Polycystic ovary syndrome (PCOS)

This syndrome is frequently detected in women undergoing investigations for anovulation (Kousta et al 1999). It is characterized by cystic ovaries with more than 10 cysts, 2–8 mm in diameter, distributed around and through an echodense, thickened stroma (Fig. 28.1).

Figure 28.1 Ultrasound scan illustrating a polycystic ovary.

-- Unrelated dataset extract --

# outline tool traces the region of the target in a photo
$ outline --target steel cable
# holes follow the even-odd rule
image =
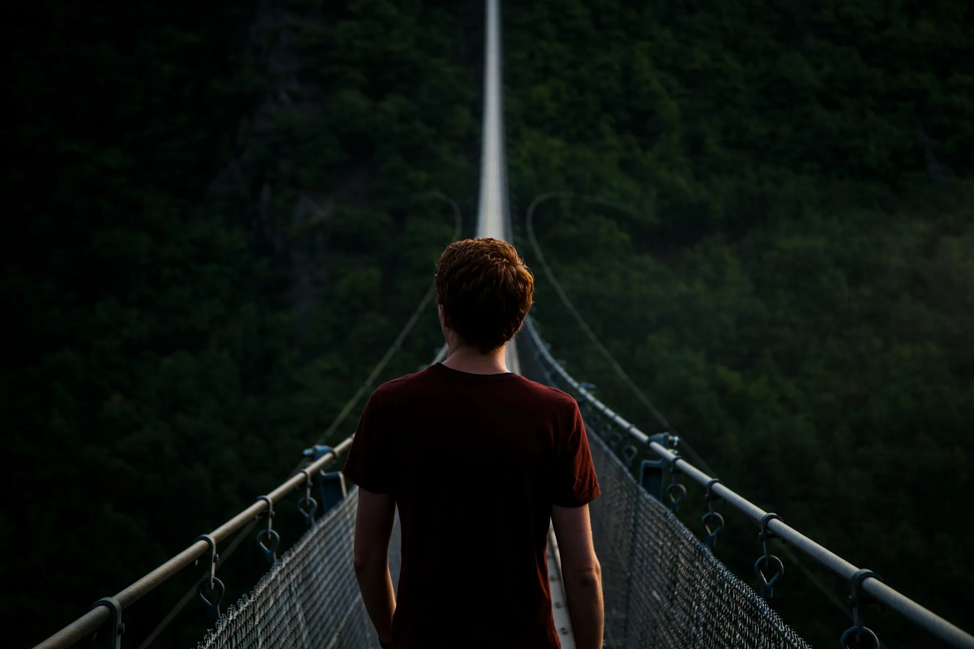
[[[700,457],[700,455],[695,451],[693,451],[693,448],[692,446],[690,446],[690,443],[687,442],[687,439],[682,435],[680,435],[677,432],[677,430],[672,426],[672,424],[670,424],[670,422],[666,420],[666,417],[664,417],[662,414],[656,409],[656,407],[653,405],[653,402],[650,401],[650,398],[646,396],[646,393],[643,392],[643,390],[641,390],[638,385],[636,385],[635,381],[633,381],[632,379],[629,378],[629,375],[625,373],[625,370],[622,369],[622,366],[618,364],[618,362],[615,359],[615,357],[613,357],[612,353],[610,353],[609,350],[606,348],[606,346],[602,344],[602,342],[595,335],[595,332],[593,332],[591,327],[588,326],[588,323],[585,322],[585,319],[581,317],[581,313],[580,313],[579,309],[575,307],[575,305],[573,305],[572,301],[569,300],[568,295],[565,293],[565,290],[561,287],[561,284],[555,278],[554,272],[551,270],[551,267],[548,266],[547,261],[544,259],[544,254],[542,252],[542,248],[538,244],[538,239],[535,237],[534,216],[535,216],[535,208],[538,207],[538,205],[547,200],[548,198],[575,198],[575,194],[572,192],[548,192],[547,194],[542,194],[541,196],[536,197],[535,199],[532,200],[531,204],[528,206],[527,217],[525,219],[528,231],[528,240],[531,241],[531,247],[534,249],[535,255],[538,257],[538,261],[541,262],[542,270],[544,270],[544,274],[545,276],[547,276],[548,281],[551,282],[551,286],[554,287],[555,293],[558,294],[558,297],[561,299],[562,304],[565,305],[565,307],[572,314],[572,317],[575,318],[576,323],[578,323],[581,331],[585,333],[585,336],[588,337],[588,340],[592,343],[592,344],[595,345],[595,348],[599,350],[599,353],[602,354],[603,358],[605,358],[609,362],[609,365],[612,366],[612,369],[616,372],[618,378],[621,379],[623,382],[625,382],[625,384],[629,387],[629,389],[632,390],[633,394],[636,395],[636,398],[639,399],[643,403],[643,405],[646,406],[646,408],[650,411],[650,413],[653,414],[653,416],[656,418],[656,421],[658,421],[666,430],[672,432],[674,435],[680,436],[680,446],[682,449],[686,450],[687,455],[689,455],[690,458],[693,459],[695,464],[699,465],[704,470],[706,470],[707,473],[716,478],[717,472],[715,472],[712,468],[710,468],[710,466],[707,465],[707,463],[703,460],[703,458]],[[581,196],[579,198],[583,200],[588,200],[590,202],[595,202],[598,204],[615,207],[617,209],[621,209],[631,214],[638,214],[638,212],[636,212],[635,210],[632,210],[623,205],[618,205],[616,203],[613,203],[609,200],[604,200],[602,198],[596,198],[594,197],[585,197],[585,196]]]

Endocrine features include a raised serum level of luteinizing hormone (LH) and/or testosterone, causing symptoms of acne, hirsutism (hyperandrogenism), oligoamenorrhoea and obesity (Box 28.2). The hypersecretion of LH is associated with menstrual irregularity and infertility. Obesity leads to hypersecretion of insulin, stimulating ovarian secretion of androgens with increased risk of the development of type 2 diabetes (Kousta et al 2000). Anovulation is also associated with endometrial hyperplasia due to increased oestrogen production unopposed by progesterone (Balen & Jacobs 1997). Women with a body mass index (BMI) >28 kg/m² and <20 kg/m² will have decreased fertility. There is an associated deficiency in gonadotrophin production with excessive weight loss, due to diminished production of gonadotrophin-releasing hormone (GnRH).

Ovarian failure

Ovarian failure can happen at any age. If prior to puberty, it is commonly associated with chromosomal abnormality, such as Turner syndrome (45X) (see Ch. 26), or sterility resulting from radiotherapy or chemotherapy for childhood malignancy. Ovarian failure linked with raised gonadotrophins and cessation of periods prior to the age of 40 is associated with autoimmune failure, infection, previous surgery and cancer treatments. There is also a suggested link with familial forms of fragile X (Balen & Jacobs 1997).

Endometriosis

This is caused when endometrial tissue is located outside the uterus, around the pelvis. This may be noted at laparoscopy as blue/black pigmentation (old lesions), red vasculated lesions (active lesions) and white non-pigmented papules (just activating) (Gould 2003). Retrograde menstruation is thought to be the most common cause of endometriosis but altered immune function is also thought to be associated with the condition. It causes pelvic pain, dyspareunia, dysmenorrhea and infertility. Pelvic adhesions, especially around the ovaries and tubes, with cystic lesions on the ovaries, called endometriomas, are common. Symptoms are linked with the menstrual cycle, age and hormonal therapy; treatments include drugs that interfere with the cycle. One group are GnRH agonists, which cause pituitary desensitization, inducing amenorrhoea; another are inhibitors of gonadotrophin secretion, such as danazol, which also have androgenic effects that cause unpleasant side-effects, including hot flushes, acne, oily skin, hirsutism, reduced libido, weight gain, nausea and headaches. Both groups of drug temporarily stop menses and reduce levels of antiendometrial autoantibodies (Balen & Jacobs 1997).